AnovaBase.jl

Models

AnovaBase.AnovaModelType
abstract type AnovaModel{M, N} end

An abstract type as super type of any models for ANOVA.

AnovaBase.FullModelType
FullModel{M, N} <: AnovaModel{M, N}

A wrapper of a regression model for conducting ANOVA.

  • M is a type of regression model.
  • N is the number of predictors.

Fields

  • model: a regression model.
  • pred_id: the index of terms included in ANOVA. The source iterable can be obtained by predictors(model).

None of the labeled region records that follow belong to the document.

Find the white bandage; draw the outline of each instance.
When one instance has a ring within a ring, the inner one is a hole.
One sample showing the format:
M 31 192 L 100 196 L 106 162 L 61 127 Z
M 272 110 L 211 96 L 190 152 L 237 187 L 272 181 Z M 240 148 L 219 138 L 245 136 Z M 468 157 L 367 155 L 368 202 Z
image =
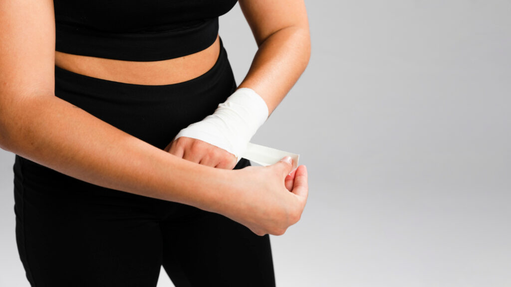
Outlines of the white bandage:
M 181 136 L 200 139 L 225 150 L 239 161 L 247 145 L 268 116 L 268 106 L 255 91 L 240 88 L 213 114 L 181 130 L 174 139 Z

This value may depend on type for certain model, e.g. type 1 ANOVA for a gamma regression model with inverse link.
  • type: type of ANOVA, either 1, 2 or 3.

Constructor

FullModel(model::RegressionModel, type::Int, null::Bool, test_intercept::Bool)
  • model: a regression model.
  • type: type of ANOVA, either 1, 2 or 3.
  • null: whether y ~ 0 is allowed.
  • test_intercept: whether intercept is going to be tested.
AnovaBase.NestedModelsType
NestedModels{M, N} <: AnovaModel{M, N}

A wrapper of nested models of the same types for conducting ANOVA.

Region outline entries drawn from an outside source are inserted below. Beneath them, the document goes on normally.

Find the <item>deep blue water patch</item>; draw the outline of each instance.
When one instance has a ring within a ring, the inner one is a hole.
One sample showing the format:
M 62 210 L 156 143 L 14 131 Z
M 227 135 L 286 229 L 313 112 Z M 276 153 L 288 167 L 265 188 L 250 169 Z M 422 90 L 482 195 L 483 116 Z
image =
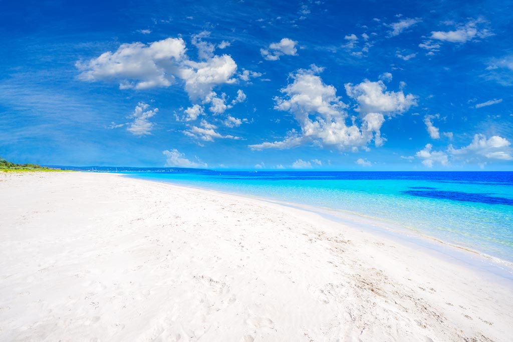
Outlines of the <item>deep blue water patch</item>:
M 420 188 L 420 187 L 419 187 Z M 418 197 L 427 197 L 438 199 L 450 199 L 462 202 L 476 202 L 487 204 L 502 204 L 513 206 L 513 199 L 502 197 L 488 196 L 488 194 L 471 193 L 460 191 L 440 190 L 407 190 L 402 193 Z

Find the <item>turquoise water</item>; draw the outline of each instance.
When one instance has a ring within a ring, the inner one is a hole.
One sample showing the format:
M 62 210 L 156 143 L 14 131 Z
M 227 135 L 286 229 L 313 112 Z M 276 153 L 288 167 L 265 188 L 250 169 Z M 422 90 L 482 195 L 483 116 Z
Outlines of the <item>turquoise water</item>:
M 130 172 L 370 217 L 513 262 L 513 172 Z

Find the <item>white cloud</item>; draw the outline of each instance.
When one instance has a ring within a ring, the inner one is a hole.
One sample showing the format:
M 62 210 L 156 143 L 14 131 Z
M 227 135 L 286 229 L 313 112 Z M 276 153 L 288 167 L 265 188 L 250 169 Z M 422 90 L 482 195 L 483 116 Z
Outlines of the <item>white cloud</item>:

  • M is a type of regression model.
  • N is the number of models.

Fields

  • model: a tuple of models.

Constructors

NestedModels(model::Vararg{M, N}) where {M, N}
NestedModels(model::NTuple{N, M}) where {M, N}
AnovaBase.MixedAovModelsType
MixedAovModels{M, N} <: AnovaModel{M, N}

A wrapper of nested models of multiple types for conducting ANOVA.

  • M is a union type of regression models.
  • N is the number of models.

Fields

  • model: a tuple of models.

Constructors

MixedAovModels{M}(model...) where M 
MixedAovModels{M}(model::T) where {M, T <: Tuple}
AnovaBase.MultiAovModelsType
const MultiAovModels{M, N} = Union{NestedModels{M, N}, MixedAovModels{M, N}} where {M, N}

Wrappers of mutiple models.

AnovaBase.nestedmodelsMethod
nestedmodels(<model>; <keyword arguments>)
nestedmodels(<model type>, formula, data; <keyword arguments>)

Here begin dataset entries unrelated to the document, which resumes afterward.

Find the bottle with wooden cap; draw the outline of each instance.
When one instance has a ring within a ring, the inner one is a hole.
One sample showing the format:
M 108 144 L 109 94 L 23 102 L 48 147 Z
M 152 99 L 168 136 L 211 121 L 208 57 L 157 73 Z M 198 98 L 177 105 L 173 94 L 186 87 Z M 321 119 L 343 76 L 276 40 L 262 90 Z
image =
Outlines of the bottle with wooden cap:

Create nested models NestedModels from a model or modeltype, formula and data.

ANOVA

AnovaBase.AnovaResultType
AnovaResult{M, T, N}

Returned object of anova.

  • M is NestedModels or FullModel.
  • T is a subtype of GoodnessOfFit; either FTest or LRT.
  • N is the length of parameters.

Fields

  • anovamodel: NestedModels, MixedAovModels, or FullModel.
  • dof: degrees of freedom of models or predictors.
  • deviance: deviance(s) for calculating test statistics. See deviance for more details.
  • teststat: value(s) of test statiscics.
  • pval: p-value(s) of test statiscics.
  • otherstat: NamedTuple contained extra statistics.

Constructor

AnovaResult(
        anovamodel::M,
        ::Type{T},
        dof::NTuple{N, Int},
        deviance::NTuple{N, Float64},
        teststat::NTuple{N, Float64},
        pval::NTuple{N, Float64},
        otherstat::NamedTuple
) where {N, M <: AnovaModel{<: RegressionModel, N}, T <: GoodnessOfFit}
AnovaBase.anovaMethod
anova(Test::Type{<: GoodnessOfFit}, <anovamodel>; <keyword arguments>)
anova(<models>...; test::Type{<: GoodnessOfFit}, <keyword arguments>)
anova(Test::Type{<: GoodnessOfFit}, <model>; <keyword arguments>)
anova(Test::Type{<: GoodnessOfFit}, <models>...; <keyword arguments>)

Analysis of variance.

Return AnovaResult{M, Test, N}. See AnovaResult for details.

  • anovamodel: a AnovaModel.
  • models: RegressionModel(s). If mutiple models are provided, they should be nested, fitted with the same data and the last one is the most complex.
  • Test: test statistics for goodness of fit. Available tests are LikelihoodRatioTest (LRT) and FTest.

Attributes

AnovaBase.anova_typeMethod
anova_type(aov::AnovaResult)
anova_type(model::MultiAovModels)
anova_type(model::FullModel)

Type of anova, either 1, 2 or 3.

StatsAPI.devianceMethod
deviance(aov::AnovaResult)

Return the stored devaince. The value repressents different statistics for different models and tests. It may be deviance, Δdeviance, -2loglikelihood or other measures of model performance.

StatsAPI.dofMethod
dof(aov::AnovaResult)

Degrees of freedom of each models or predictors.

StatsAPI.nobsMethod
nobs(aov::AnovaResult)
nobs(aov::AnovaResult{<: MultiAovModels})

Number of observations.

Goodness of fit

AnovaBase.FTestType
struct FTest <: GoodnessOfFit end

Type indicates conducting ANOVA by F-test. It can be the first argument or keyword argument test.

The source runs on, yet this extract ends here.